Firewall rule changes and resulting issues are the bane of most Data Centre Migration teams’ lives. On many DCMs there will be multiple waves of migration and as a result systems in the old DC may need to communicate with migrated servers in the new DC and vice versa. As any issues that occur at the cut-over time will be pressing and typically can’t all be parked in the network team’s queue for later investigation and resolution. Clearly it is best to avoid Firewall issues during cutover by testing rule in advance. On several DCMs I have been involved with I have run some short tutorial sessions to arm the application migration teams with some basic tools and techniques to help them identify firewall issues. One of the simplest tests is the so called “telnet” test. In this post we look at this test in some detail and also provide some information as to what is going on behind the scenes. You don’t need to know the behind the scenes stuff to use the test but I think it helps to know it.
Lets start with some background and concepts starting with the TCP protocol and how many firewalls work with it. If you know this stuff already or are just keen to get to the test you can skip straight to the test section.
These days most application level protocols are carried using the Transmission Control Protocol. For example HTTP, SMTP, FTP and Telnet all use TCP as their Transport Protocol (TCP in turn is carried across the network by IP packets). The diagram below shows a conceptual view of the entire TCP/IP stack and shows where various common elements sit (click to enlarge)
TCP provides what is known as a “reliable” transport protocol. This means that it attempts to protect its users from untoward events that happen in the underlying networks, such as packet loss or corruption. If packets are lost in transmission TCP will detect that and request a retransmission from the remote server without any intervention from the application making use of TCP. The basis for all the measures that TCP uses to do this is establishing and tracking a “connection” or “session” between the two end point computers that are attempting to communicate with each other. Along with the connection goes a whole load of data that tracks the connection and ensures that an application receives data in the order that it was sent and also that it does not receive duplicates. Of course there may be errors that TCP cannot recover from, in which case it signals this to the application and terminates the connection. This still constitutes “reliable” behaviour. Contrast this with another transport protocol used on TCP/IP networks, UDP (User Datagram Protocol). This is not a reliable protocol and each packet sent out is “fire and forget” with UDP doing nothing to recover from network errors.
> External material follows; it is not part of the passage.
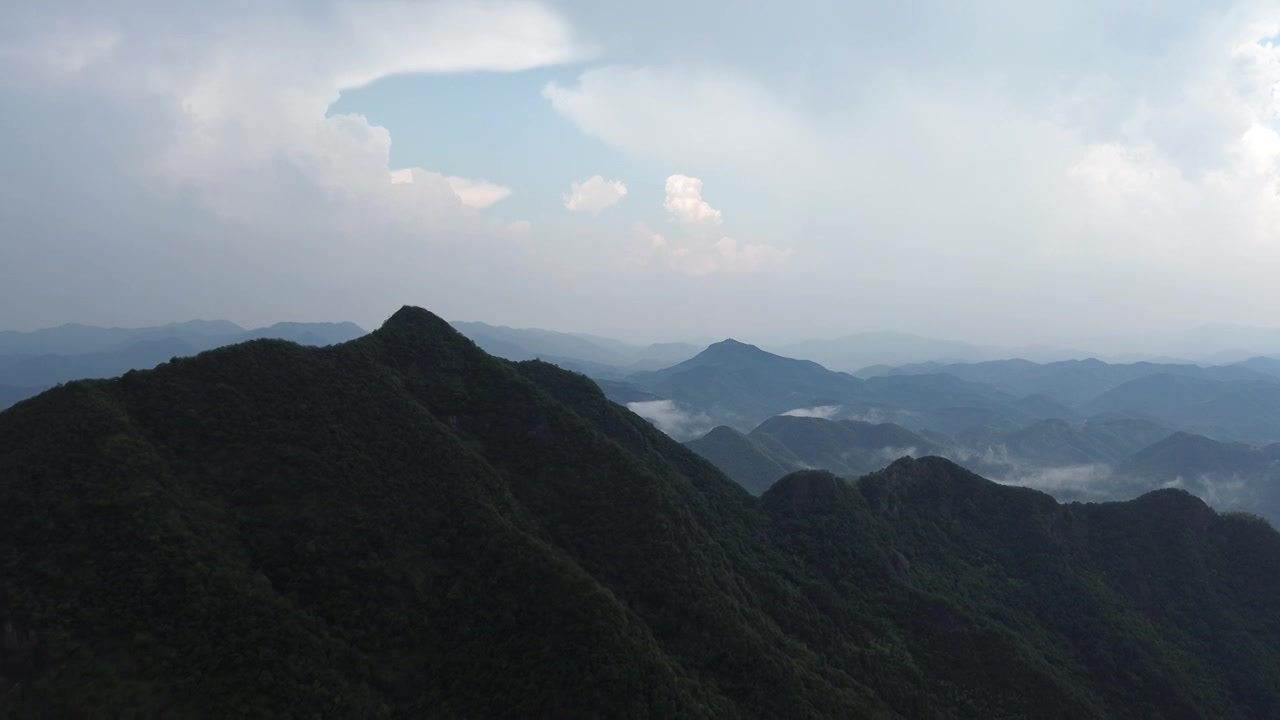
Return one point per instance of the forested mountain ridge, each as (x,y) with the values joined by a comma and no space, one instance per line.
(403,525)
In this tutorial I will restrict the discussion to TCP which is far and away the most common transport protocol.
In addition to the source and destination IP addresses used to set up a connection TCP, and other protocols, use the concept of Port numbers to identify both the source and destination applications. Port numbers are 16 bit numbers so the range is 0-65535. If we look at the TCP protocol header we can see that 2 16 bit fields are present to hold the source and destination port numbers (click to enlarge)
Well Known ports
Major protocols typically have a “Well-Know” port associated with them. For example HTTP uses port 80 (by default). When you enter a URL in a browser, for example http://dcmigration.co.uk your browser will use TCP and attempt a connection to port 80 on the target web server dcmigration.co.uk. These “Well-Known” ports range from port number 0 to 1023. They are, for the most part, used by common internet standard protocols. Port allocation, amongst other things, is managed by an organisation called IANA (Internet Assigned Numbers Authority).
The port range between 1024 and 49151 are referred to as “registered ports”. The official process is that any software vendor wanting to use a port in this range should register it with IANA. There may be some overlaps in the real world as software companies need to stick with the port numbers they used for the products before the registration process came into effect. They are therefore referred to as being semi-reserved.
Dynamic or Ephemeral ports
The port range 49152-65535 are referred to as dynamic “ephemeral” ports. They are typically used when it does not matter what port number is used. They are intended, as the name ephemeral suggests, for temporary relatively short lived connections. Further they are typically used as a source port numbers as they are allocated somewhat randomly it would be difficult for another computer to initiate a connection to them as the port number will not be known to the initiating party.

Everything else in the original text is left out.